|
In the course, in lecture "Reducing Loss: Gradient Descent" is "Convex problems have only one minimum; that is, only one place where the slope is exactly 0. That minimum is where the loss function converges." The first sentence is flatly wrong: E.g., for positive integer n and the set of real numbers R, function f: R^n --> R where for all x in R^n f(x) = 0, f is convex, concave, and linear, and for all x in R^n x is a minimum and a maximum of f. Can there be uncountably infinitely many alternative minima for the Google ML problems? Yes, e.g., just enter one of the independent variables twice. The second sentence is nonsense. Grotesque, outrageous incompetence!!!! It has long been known that minimizing a convex function, even a differentiable convex function, with just gradient descent can be just horribly inefficient. A LOT is known about how to do much better than just gradient descent. E.g., there is Newton iteration (right, that Newton, hundreds of years ago) and quasi-Newton. And there's more. Why so inefficient? Well, draw a picture like Google did except use just two independent variables instead of just the one in the Google picture. Then see that the resulting, convex "bowl" can be like a long, narrow boat with a very gentle slope in one direction and a very steep slope in an orthogonal direction. Yes the cross section of the bowl can be, first cut, an ellipse with one short axis and one long one. Sure, the axes are eigenvectors, etc. and the ellipse is part of a local quadratic approximation. Well, gradient descent keeps going back and forth nearly parallel to the short axis of the ellipse and making nearly no progress on the long axis. People have known this and known good things to do about it for, uh, at least half a century. For the Google ML problems, might (1) tweak Newton iteration to improve the rate of convergence to a minimum or (2) at each iteration don't get a gradient descent but get a supporting hyperplane of the epigraph of the convex function, as the iterations proceed, accumulate these hyperplanes, notice that they lead to an approximation of the full epigraph, and use linear programming or some tweak of that to minimize the hyperplane approximation to the convex function -- there is much more that can be said here. By the way, the convex function for that ML problem is quite special, e.g., quadratic. A lot has long been known and well polished in regression and classification, e.g., with TeX markup: N.\ R.\ Draper and
H.\ Smith,
{\it Applied Regression Analysis,\/}
John Wiley and Sons,
New York,
1968.\ \ Leo Breiman,
Jerome H.\ Friedman,
Richard A.\ Olshen,
Charles J.\ Stone,
{\it Classification and Regression Trees,\/}
ISBN 0-534-98054-6,
Wadsworth \& Brooks/Cole,
Pacific Grove, California,
1984.\ \ C.\ Radhakrishna Rao,
{\it Linear Statistical Inference and
Its Applications:\ \
Second Edition,\/}
ISBN 0-471-70823-2,
John Wiley and Sons,
New York,
1967.\ \ A good start on convexity is Wendell H.\ Fleming,
{\it Functions of Several Variables,\/}
Addison-Wesley,
Reading, Massachusetts,
1965.\ \ Total, fun, dessert ice cream on convexity is Jensen's inequality; right away can use it to prove a lot of classic inequalities. Gee, look on the upside!!!! From this sample, the claims of machine learning (ML) revolutionizing the economy are nonsense!!!! And for startups, don't much have to worry about serious competition from Google!!!! |
i am certain that you are familiar with the "usual" statistics sequence. (for others: there are lower-division courses that use calculus in a few places but otherwise avoid it, focusing instead on memorizing procedures. there is the upper-division probability/math stat sequence that uses calculus heavily but avoids analysis. and there is an intro phd sequence that finally gets into measure theory.) if you look at a coursera course that gives an high-level overview of practical statistics and simplifies its presentation to be accessible to people who never took calculus, you can criticize the very idea of a course that does not explain the measure-theoretic issues, but it makes no sense to use it to criticize the field of statistics, or to criticize the competence of others in the institution that produced it.

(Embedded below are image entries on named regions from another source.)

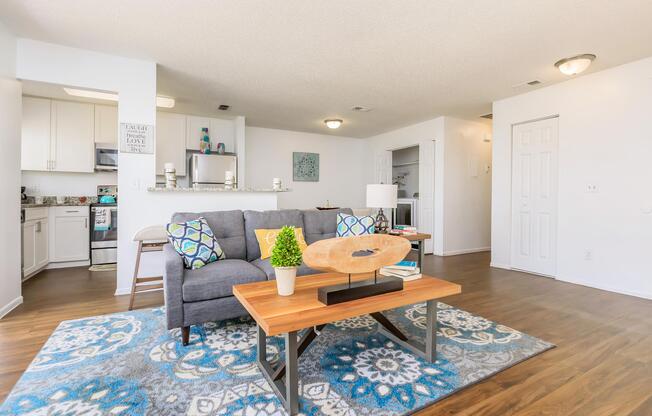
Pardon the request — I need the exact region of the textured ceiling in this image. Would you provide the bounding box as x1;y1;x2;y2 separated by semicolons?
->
0;0;652;137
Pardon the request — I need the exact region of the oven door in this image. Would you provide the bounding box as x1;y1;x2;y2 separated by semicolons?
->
91;207;118;245
95;147;118;170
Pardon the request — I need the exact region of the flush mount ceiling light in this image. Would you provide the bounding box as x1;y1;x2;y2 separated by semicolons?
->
555;53;595;75
324;118;342;129
63;87;174;108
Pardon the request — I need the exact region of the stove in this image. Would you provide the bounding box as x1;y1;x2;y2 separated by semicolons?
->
90;185;118;264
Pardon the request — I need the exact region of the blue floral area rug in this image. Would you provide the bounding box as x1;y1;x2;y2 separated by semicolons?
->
0;303;553;416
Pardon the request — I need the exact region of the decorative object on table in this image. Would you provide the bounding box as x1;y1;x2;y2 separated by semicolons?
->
254;227;308;260
367;183;398;233
270;225;302;296
292;152;319;182
335;212;375;237
379;260;421;282
303;234;411;305
224;170;235;189
199;127;211;155
164;162;177;188
166;217;226;270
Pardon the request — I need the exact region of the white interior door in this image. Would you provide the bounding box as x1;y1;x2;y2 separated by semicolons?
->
512;117;559;276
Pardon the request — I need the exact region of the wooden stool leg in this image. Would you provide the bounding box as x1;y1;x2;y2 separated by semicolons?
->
129;241;143;310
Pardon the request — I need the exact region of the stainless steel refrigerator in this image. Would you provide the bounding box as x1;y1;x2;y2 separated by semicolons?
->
190;153;238;187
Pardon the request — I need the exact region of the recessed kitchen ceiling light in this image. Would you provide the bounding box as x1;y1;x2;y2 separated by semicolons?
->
324;118;342;129
555;53;595;75
63;87;175;108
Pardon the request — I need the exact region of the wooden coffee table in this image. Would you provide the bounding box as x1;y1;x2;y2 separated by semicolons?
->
233;273;462;414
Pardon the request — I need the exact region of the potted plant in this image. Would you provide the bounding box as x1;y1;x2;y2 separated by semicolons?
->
270;226;302;296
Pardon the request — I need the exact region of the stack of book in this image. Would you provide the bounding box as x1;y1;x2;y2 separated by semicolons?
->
390;225;417;235
380;260;421;282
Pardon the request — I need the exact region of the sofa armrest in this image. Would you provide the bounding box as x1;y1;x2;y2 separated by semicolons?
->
163;244;184;329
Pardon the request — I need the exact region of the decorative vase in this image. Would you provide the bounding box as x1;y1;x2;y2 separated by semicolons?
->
274;267;297;296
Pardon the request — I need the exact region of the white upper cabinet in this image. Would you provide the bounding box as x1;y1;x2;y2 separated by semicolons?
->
95;104;118;146
50;101;95;172
20;97;51;170
186;116;235;153
156;111;187;176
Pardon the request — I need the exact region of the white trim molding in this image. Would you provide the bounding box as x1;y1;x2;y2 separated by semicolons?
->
443;247;491;256
0;296;23;319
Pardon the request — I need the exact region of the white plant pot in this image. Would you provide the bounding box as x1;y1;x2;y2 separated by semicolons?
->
274;267;297;296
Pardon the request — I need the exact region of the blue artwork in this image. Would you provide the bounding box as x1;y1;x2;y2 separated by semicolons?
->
292;152;319;182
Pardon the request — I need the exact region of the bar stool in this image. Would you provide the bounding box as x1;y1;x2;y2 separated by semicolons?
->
129;225;168;310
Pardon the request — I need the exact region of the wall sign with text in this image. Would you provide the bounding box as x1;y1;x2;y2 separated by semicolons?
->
120;123;154;154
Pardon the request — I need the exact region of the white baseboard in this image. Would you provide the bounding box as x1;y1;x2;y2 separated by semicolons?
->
443;247;491;256
557;276;652;299
489;261;512;270
0;296;23;319
45;260;91;269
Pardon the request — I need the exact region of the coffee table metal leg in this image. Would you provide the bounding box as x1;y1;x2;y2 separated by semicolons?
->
425;300;437;363
285;331;299;415
372;300;437;362
256;325;299;415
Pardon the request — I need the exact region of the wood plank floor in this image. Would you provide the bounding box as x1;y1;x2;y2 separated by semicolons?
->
0;253;652;416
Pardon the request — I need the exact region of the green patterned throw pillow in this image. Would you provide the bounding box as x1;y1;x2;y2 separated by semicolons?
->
166;217;226;269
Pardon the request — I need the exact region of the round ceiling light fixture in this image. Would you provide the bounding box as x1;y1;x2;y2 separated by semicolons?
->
555;53;595;75
324;118;342;129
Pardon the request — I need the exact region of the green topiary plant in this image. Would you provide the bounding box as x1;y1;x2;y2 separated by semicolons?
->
270;225;302;267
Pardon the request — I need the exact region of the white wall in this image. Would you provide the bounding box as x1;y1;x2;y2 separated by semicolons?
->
0;23;22;318
245;127;367;209
444;117;491;255
492;58;652;298
21;171;118;196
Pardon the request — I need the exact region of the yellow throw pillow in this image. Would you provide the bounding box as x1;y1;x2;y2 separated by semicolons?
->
254;228;308;259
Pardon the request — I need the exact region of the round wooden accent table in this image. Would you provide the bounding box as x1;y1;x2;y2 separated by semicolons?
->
303;234;411;274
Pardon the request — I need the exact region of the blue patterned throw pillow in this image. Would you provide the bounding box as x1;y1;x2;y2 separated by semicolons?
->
166;217;226;269
337;213;375;237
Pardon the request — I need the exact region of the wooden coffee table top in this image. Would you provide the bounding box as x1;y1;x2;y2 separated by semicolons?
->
233;273;462;336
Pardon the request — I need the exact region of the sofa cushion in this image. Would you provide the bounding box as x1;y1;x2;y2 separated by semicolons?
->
166;217;224;269
251;259;324;280
302;208;353;244
182;259;267;302
172;210;247;260
246;209;310;261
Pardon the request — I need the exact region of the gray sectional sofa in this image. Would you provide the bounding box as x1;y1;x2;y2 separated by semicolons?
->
163;208;353;345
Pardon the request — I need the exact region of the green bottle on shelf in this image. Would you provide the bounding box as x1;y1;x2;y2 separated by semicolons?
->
199;127;211;155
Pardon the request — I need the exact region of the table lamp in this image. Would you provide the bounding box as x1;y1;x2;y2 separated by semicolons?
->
367;183;398;233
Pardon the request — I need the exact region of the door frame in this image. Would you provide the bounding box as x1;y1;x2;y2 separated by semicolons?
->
509;114;561;279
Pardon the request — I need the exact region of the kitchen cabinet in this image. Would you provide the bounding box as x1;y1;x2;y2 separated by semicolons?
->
50;206;90;262
156;112;187;176
186;116;235;153
22;208;49;278
50;101;95;172
20;97;51;170
95;104;118;146
21;97;95;172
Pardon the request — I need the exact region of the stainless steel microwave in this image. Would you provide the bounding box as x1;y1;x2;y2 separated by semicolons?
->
95;147;118;170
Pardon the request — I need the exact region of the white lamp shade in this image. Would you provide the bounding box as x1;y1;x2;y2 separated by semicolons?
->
367;183;398;208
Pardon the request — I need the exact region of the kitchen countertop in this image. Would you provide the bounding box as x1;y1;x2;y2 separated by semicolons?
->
147;186;291;193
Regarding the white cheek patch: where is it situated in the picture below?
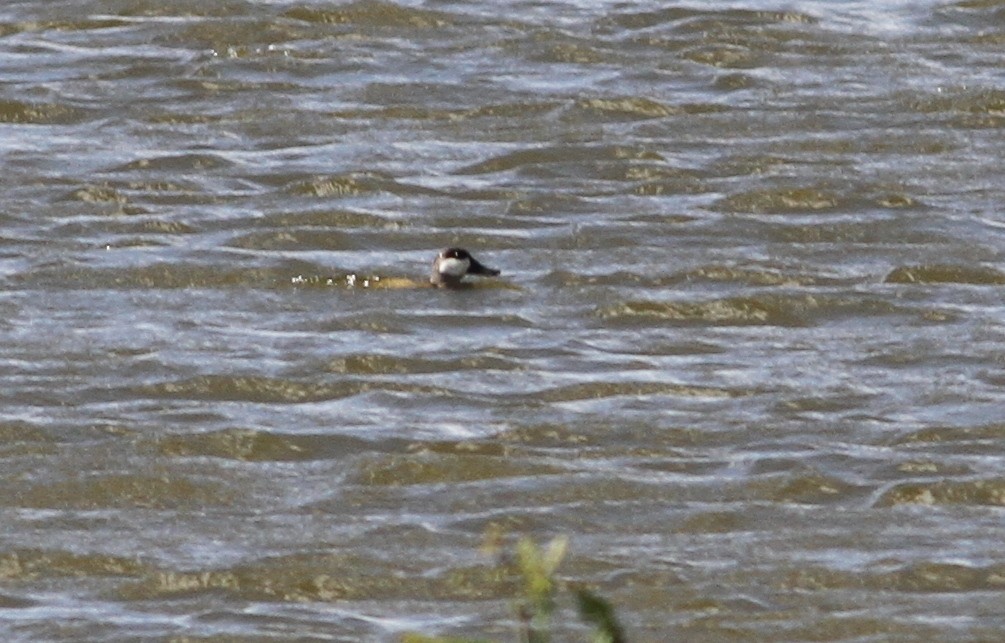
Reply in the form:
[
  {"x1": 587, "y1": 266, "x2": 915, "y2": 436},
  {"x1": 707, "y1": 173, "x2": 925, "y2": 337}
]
[{"x1": 439, "y1": 257, "x2": 471, "y2": 277}]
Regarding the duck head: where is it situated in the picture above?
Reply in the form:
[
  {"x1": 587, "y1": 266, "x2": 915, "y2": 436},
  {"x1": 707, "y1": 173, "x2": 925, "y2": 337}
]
[{"x1": 429, "y1": 248, "x2": 499, "y2": 288}]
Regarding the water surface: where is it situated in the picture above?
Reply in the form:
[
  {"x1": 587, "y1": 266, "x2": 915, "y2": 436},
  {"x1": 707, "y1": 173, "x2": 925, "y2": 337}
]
[{"x1": 0, "y1": 0, "x2": 1005, "y2": 641}]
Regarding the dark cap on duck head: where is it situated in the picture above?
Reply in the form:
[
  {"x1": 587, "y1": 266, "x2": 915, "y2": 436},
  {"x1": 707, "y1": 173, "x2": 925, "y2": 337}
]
[{"x1": 429, "y1": 248, "x2": 499, "y2": 288}]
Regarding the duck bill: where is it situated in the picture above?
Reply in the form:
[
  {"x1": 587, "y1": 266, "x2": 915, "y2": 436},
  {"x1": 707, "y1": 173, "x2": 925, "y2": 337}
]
[{"x1": 467, "y1": 257, "x2": 499, "y2": 277}]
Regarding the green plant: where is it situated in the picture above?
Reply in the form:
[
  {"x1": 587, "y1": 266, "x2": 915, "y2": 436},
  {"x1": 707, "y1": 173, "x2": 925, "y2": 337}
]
[{"x1": 402, "y1": 531, "x2": 627, "y2": 643}]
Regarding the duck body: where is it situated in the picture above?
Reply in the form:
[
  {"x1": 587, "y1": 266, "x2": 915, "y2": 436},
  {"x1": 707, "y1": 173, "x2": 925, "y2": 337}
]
[{"x1": 429, "y1": 248, "x2": 499, "y2": 288}]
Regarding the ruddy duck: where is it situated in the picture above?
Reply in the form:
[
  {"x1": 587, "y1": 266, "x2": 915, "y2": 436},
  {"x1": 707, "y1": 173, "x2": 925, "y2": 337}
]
[{"x1": 429, "y1": 248, "x2": 499, "y2": 288}]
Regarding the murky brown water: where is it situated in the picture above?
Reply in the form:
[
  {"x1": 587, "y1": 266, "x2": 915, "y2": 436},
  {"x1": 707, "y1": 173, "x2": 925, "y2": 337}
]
[{"x1": 0, "y1": 0, "x2": 1005, "y2": 641}]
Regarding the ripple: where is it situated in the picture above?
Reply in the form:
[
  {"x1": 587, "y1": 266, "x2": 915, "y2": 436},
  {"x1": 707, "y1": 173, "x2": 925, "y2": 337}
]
[{"x1": 883, "y1": 264, "x2": 1005, "y2": 285}]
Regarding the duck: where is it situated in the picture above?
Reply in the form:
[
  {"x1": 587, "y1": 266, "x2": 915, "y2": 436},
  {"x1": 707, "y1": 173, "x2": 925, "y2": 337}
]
[{"x1": 429, "y1": 248, "x2": 499, "y2": 288}]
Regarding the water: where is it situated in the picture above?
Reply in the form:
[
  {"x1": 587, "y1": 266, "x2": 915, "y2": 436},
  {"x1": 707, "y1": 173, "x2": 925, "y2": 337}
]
[{"x1": 0, "y1": 0, "x2": 1005, "y2": 641}]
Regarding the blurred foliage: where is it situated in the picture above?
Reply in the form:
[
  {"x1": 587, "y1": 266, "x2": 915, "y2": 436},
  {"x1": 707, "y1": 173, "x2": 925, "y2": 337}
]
[{"x1": 401, "y1": 529, "x2": 627, "y2": 643}]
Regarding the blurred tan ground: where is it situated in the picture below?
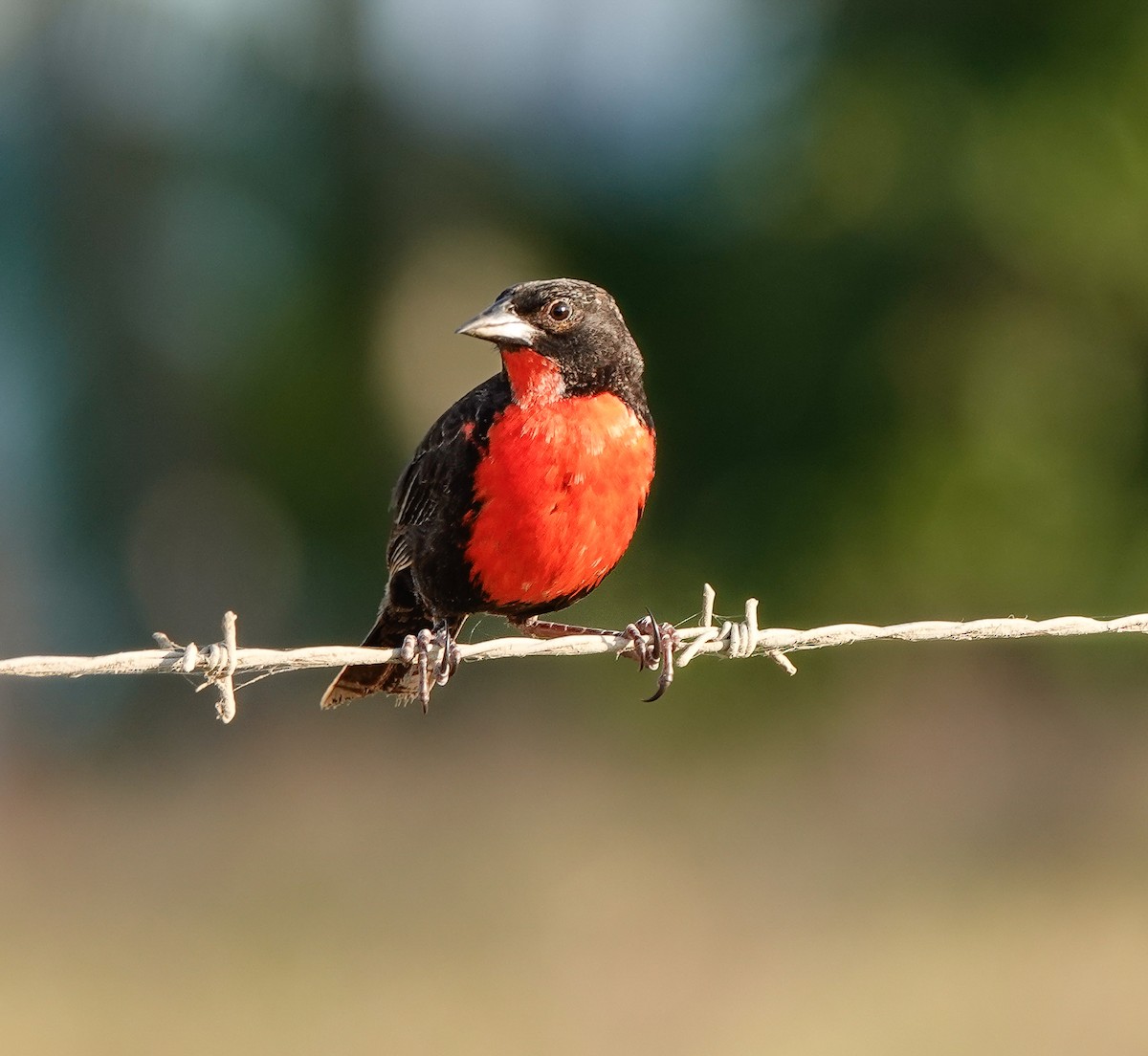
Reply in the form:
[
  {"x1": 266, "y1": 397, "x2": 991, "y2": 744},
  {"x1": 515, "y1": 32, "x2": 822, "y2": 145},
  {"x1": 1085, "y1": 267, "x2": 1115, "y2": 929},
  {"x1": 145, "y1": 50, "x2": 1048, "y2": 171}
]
[{"x1": 0, "y1": 653, "x2": 1148, "y2": 1056}]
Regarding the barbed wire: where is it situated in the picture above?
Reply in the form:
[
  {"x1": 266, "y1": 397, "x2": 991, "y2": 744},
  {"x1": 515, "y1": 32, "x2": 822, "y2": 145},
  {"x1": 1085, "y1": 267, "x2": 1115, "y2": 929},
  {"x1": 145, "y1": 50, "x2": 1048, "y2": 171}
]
[{"x1": 0, "y1": 583, "x2": 1148, "y2": 722}]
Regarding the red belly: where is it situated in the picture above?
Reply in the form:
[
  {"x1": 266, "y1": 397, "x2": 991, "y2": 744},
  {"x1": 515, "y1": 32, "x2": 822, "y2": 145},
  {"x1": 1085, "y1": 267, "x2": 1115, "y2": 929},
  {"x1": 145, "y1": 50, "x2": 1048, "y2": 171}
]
[{"x1": 466, "y1": 392, "x2": 654, "y2": 607}]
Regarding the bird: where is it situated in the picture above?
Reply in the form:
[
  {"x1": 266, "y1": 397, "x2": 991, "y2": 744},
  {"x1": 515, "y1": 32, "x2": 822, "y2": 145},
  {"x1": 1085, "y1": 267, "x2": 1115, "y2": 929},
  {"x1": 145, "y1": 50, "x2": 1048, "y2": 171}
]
[{"x1": 321, "y1": 279, "x2": 673, "y2": 711}]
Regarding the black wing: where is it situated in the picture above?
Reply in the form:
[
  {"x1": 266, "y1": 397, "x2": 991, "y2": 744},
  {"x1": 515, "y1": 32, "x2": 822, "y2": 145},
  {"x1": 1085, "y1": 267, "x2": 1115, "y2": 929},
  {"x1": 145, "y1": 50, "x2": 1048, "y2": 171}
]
[{"x1": 386, "y1": 374, "x2": 511, "y2": 613}]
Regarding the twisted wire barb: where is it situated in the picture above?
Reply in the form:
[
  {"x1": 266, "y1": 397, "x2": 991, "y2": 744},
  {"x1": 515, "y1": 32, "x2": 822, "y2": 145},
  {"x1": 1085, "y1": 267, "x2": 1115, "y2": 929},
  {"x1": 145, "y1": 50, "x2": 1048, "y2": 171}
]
[{"x1": 0, "y1": 583, "x2": 1148, "y2": 722}]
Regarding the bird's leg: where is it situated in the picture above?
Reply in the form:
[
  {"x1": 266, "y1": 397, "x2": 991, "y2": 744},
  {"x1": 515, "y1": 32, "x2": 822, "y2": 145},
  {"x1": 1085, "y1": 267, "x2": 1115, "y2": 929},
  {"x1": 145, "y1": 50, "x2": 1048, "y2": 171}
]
[
  {"x1": 400, "y1": 620, "x2": 460, "y2": 714},
  {"x1": 622, "y1": 609, "x2": 682, "y2": 704},
  {"x1": 414, "y1": 627, "x2": 437, "y2": 715},
  {"x1": 434, "y1": 620, "x2": 461, "y2": 685}
]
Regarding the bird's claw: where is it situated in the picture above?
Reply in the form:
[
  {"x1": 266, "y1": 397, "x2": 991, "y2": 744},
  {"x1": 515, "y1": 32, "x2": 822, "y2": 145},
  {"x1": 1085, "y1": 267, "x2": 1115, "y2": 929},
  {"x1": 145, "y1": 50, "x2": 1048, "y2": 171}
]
[
  {"x1": 622, "y1": 609, "x2": 682, "y2": 704},
  {"x1": 408, "y1": 624, "x2": 461, "y2": 714}
]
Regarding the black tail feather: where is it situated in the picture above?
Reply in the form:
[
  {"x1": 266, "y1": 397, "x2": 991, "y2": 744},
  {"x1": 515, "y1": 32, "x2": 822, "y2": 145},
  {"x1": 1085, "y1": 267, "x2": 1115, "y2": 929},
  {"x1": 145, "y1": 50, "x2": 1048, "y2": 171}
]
[{"x1": 320, "y1": 606, "x2": 463, "y2": 708}]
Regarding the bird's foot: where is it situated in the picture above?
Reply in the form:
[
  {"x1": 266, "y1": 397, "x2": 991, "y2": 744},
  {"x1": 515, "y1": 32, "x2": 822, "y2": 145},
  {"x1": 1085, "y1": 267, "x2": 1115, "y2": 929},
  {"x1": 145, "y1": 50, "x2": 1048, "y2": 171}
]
[
  {"x1": 400, "y1": 620, "x2": 460, "y2": 715},
  {"x1": 622, "y1": 610, "x2": 682, "y2": 704}
]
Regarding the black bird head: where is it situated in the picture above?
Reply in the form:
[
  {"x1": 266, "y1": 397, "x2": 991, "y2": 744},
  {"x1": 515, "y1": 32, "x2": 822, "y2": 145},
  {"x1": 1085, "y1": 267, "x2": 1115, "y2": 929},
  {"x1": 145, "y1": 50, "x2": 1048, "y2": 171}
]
[{"x1": 458, "y1": 279, "x2": 645, "y2": 408}]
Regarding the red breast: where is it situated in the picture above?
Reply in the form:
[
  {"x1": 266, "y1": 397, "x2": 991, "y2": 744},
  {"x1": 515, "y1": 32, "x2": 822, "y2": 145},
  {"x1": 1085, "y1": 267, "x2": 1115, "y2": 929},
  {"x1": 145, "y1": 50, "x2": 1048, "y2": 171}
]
[{"x1": 466, "y1": 349, "x2": 654, "y2": 607}]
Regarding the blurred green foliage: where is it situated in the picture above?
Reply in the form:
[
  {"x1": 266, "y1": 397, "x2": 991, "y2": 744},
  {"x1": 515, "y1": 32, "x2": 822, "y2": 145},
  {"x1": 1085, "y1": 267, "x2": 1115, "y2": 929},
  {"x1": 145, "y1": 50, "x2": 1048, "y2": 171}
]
[{"x1": 0, "y1": 0, "x2": 1148, "y2": 743}]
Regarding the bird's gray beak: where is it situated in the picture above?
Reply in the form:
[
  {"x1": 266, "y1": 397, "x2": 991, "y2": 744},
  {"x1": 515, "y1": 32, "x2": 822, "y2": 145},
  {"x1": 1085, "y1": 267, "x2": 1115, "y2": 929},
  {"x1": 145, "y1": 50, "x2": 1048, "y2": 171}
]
[{"x1": 454, "y1": 304, "x2": 538, "y2": 345}]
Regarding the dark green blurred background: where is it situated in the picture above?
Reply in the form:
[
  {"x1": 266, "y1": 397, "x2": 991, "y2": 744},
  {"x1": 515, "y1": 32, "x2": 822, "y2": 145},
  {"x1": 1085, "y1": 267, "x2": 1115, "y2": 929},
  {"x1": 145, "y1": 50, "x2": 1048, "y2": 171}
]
[{"x1": 0, "y1": 0, "x2": 1148, "y2": 1056}]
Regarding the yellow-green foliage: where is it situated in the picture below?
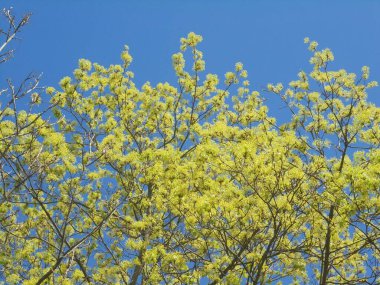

here, google is producing introductory training materials for developers. many developers have never taken calculus, let alone optimization, statistics, or analysis, and when i took MLCC internally, you were supposed to go through this whole thing (lectures and coding) in two days. it's supposed to give you enough understanding of the concepts to understand the API and apply it.